Familiarize Yourself with False Doctrines
The writings of Peter, Jude, John, and Paul, along with the words of Jesus have much to say about our attitudes towards false teachers and how to combat their apostasy. In your study it may be necessary to track down and study the works of a particular false teacher or publications that preach a false doctrine to be ready always to give an answer to every man that asketh you a reason of the hope that is in you…(1 Pet. 3:15.)
It will be impossible to answer Calvinism without some understanding of "TULIP." It will be hard to answer Humanism without some familiarity with the Humanist Manifesto. For us to answer, "I do not know what the New Age Movement is but I'm against it!" is not teaching our neighbor who asks anything beyond the scope of our own ignorance. A more effective tactic would be to say, "let's examine the teaching together and hold it up beside God's measuring stick (the Bible) and see how it fares."

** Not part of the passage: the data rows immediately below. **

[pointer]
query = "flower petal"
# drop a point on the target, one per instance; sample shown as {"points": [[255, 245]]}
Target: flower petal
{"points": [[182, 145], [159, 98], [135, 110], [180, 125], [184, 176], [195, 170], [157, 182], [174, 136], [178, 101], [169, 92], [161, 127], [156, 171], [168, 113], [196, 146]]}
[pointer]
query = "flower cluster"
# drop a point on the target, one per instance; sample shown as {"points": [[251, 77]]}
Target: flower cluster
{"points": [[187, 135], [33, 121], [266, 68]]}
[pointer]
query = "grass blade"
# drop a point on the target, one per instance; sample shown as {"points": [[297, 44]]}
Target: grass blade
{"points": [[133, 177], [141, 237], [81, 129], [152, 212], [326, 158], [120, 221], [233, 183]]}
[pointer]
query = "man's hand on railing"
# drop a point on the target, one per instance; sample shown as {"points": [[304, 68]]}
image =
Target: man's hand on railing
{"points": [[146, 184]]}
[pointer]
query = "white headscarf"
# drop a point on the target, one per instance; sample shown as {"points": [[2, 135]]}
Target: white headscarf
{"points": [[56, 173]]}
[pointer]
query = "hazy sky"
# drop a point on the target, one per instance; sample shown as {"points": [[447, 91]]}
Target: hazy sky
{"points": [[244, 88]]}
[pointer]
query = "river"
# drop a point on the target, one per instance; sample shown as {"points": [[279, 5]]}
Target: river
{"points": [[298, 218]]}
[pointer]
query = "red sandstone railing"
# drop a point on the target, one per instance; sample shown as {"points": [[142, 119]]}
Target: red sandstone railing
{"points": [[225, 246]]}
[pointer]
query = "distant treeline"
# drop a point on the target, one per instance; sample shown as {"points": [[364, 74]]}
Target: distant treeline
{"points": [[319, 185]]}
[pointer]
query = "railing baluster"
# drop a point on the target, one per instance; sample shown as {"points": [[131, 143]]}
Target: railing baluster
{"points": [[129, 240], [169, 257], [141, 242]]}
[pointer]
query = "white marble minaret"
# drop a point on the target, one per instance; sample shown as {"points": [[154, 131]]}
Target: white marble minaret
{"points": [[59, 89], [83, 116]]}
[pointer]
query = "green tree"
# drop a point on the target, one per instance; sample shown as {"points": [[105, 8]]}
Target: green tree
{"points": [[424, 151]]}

Each one of us has the responsibility to teach the Word of God (2 Tim. 4:2). We will need to read the word distinctly and give the sense so our students can understand what they hear. Many of our listeners today are in the same situation as the children of Israel in Nehemiah and Ezra's time; they hear the words, but do not get the sense of the meaning and therefore do not understand what they hear.
Paul asked his Roman readers these questions: "How then shall they call on him in whom they have not believed? and how shall they believe in him of whom they have not heard? and how shall they hear without a preacher?" (Rom. 10:14) Might we presume to ask the following: and how shall they understand if the preacher or teacher doesn't give the sense?
One last admonition from the Apostle Paul to those that would be teachers and preachers of the word: "Take heed unto thyself, and unto the doctrine; continue in them: for in doing this thou shalt both save thyself, and them that hear thee." (1 Tim. 4:16.)